* Edit Jan 2021: I recently completed a YouTube video covering topics in this post:

In the last lesson we learned that Python can act as a powerful calculator, but numbers are just one of many basic data types you'll encounter in data analysis. A solid understanding of basic data types is essential for working with data in Python.

Integers

Integers or "ints" for short, are whole-numbered numeric values. Any positive or negative number (or 0) without a decimal is an integer in Python. Integer values have unlimited precision, meaning an integer is always exact. You can check the type of a Python object with the type() function. Let's run type() on an integer:

In [1]:

type(12)

Out[1]:

int

Above we see that the type of "12" is of type "int". You can also use the function isinstance() to check whether an object is an instance of a given type:

In [2]:

# Check if 12 is an instance of type "int"

isinstance(12, int)

Out[2]:

True

The code output True confirms that 12 is an int.

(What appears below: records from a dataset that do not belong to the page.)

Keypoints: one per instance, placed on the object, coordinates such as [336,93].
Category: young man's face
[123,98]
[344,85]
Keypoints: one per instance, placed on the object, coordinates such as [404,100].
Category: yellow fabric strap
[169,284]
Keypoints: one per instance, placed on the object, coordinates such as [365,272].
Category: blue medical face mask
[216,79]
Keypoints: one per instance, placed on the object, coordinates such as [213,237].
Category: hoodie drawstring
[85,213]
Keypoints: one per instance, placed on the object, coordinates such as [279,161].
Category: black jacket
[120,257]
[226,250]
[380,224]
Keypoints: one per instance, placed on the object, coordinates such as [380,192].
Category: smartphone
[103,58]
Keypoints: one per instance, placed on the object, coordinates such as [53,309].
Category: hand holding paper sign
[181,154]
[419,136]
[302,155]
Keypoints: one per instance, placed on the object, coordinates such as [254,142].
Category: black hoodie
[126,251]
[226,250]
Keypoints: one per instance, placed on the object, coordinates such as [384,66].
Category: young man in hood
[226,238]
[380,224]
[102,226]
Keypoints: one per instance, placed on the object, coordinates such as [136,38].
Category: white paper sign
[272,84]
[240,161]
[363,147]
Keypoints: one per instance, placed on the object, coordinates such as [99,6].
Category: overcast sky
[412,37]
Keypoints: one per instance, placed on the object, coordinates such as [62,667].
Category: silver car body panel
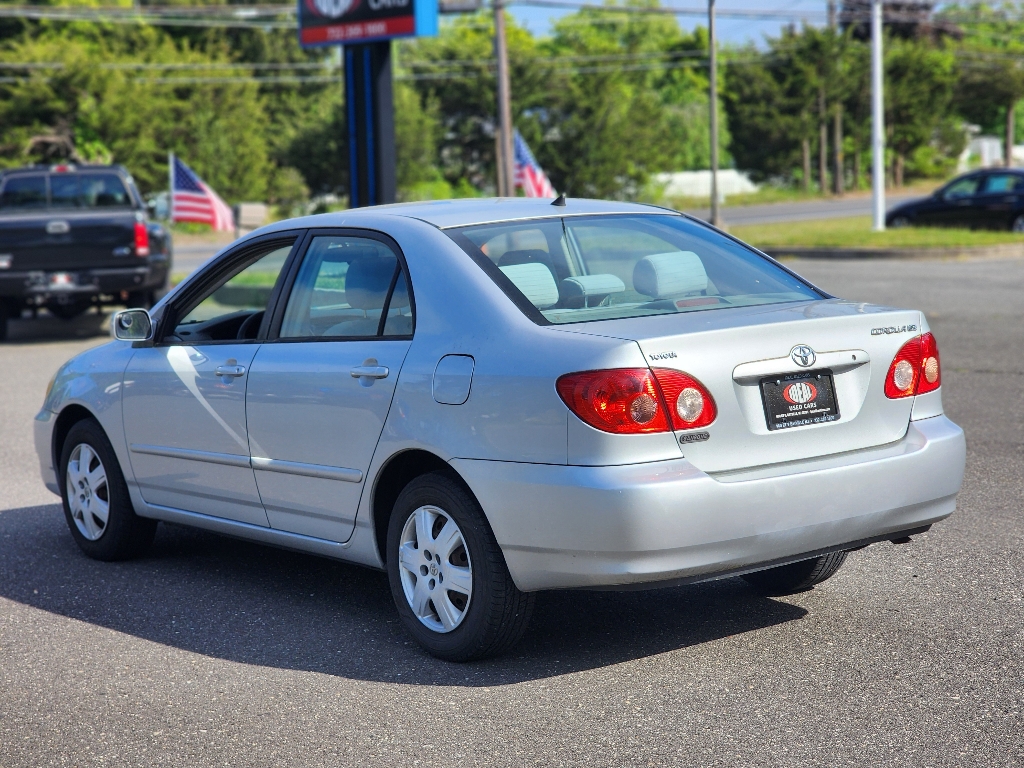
[570,505]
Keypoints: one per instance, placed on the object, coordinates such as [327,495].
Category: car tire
[797,577]
[96,504]
[494,614]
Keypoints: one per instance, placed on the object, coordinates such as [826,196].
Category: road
[189,257]
[211,651]
[830,208]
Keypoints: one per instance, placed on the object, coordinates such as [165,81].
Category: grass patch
[856,232]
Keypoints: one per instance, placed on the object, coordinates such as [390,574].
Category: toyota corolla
[488,398]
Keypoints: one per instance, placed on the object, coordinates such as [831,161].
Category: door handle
[370,372]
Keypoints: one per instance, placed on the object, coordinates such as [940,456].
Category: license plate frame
[801,407]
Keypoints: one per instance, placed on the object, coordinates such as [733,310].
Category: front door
[320,392]
[184,397]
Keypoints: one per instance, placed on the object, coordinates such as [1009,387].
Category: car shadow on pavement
[229,599]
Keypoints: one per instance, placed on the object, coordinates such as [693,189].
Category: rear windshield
[74,189]
[607,267]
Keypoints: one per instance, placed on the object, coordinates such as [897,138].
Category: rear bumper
[566,526]
[34,287]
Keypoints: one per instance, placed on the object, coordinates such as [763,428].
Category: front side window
[607,267]
[24,193]
[965,187]
[348,288]
[233,307]
[1004,182]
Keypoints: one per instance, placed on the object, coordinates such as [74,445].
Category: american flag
[192,200]
[528,174]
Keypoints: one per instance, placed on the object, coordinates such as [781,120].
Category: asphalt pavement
[211,651]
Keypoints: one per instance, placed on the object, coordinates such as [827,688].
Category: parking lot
[212,651]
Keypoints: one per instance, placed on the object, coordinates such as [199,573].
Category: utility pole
[506,183]
[716,218]
[878,124]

Integers support all the basic math operations we covered last time. If a math operation involving integers would result in a non-integer (decimal) value, the result is becomes a float:

In [3]:

1/3  # A third is not a whole number*

Out[3]:

0.3333333333333333

In [4]:

type(1/3)  # So the type of the result is not an int

Out[4]:

float

*Note: In Python 2, integer division performs floor division instead of converting the ints to floats as we see here in Python 3, so 1/3 would return 0 instead of 0.3333333.

Floats

Floating point numbers or "floats" are numbers with decimal values. Unlike integers, floating point numbers don't have unlimited precision because irrational decimal numbers are infinitely long and therefore can't be stored in memory. Instead, the computer approximates the value of long decimals, so there can be small rounding errors in long floats. This error is so minuscule it usually isn't of concern to us, but it can add up in certain cases when making many repeated calculations.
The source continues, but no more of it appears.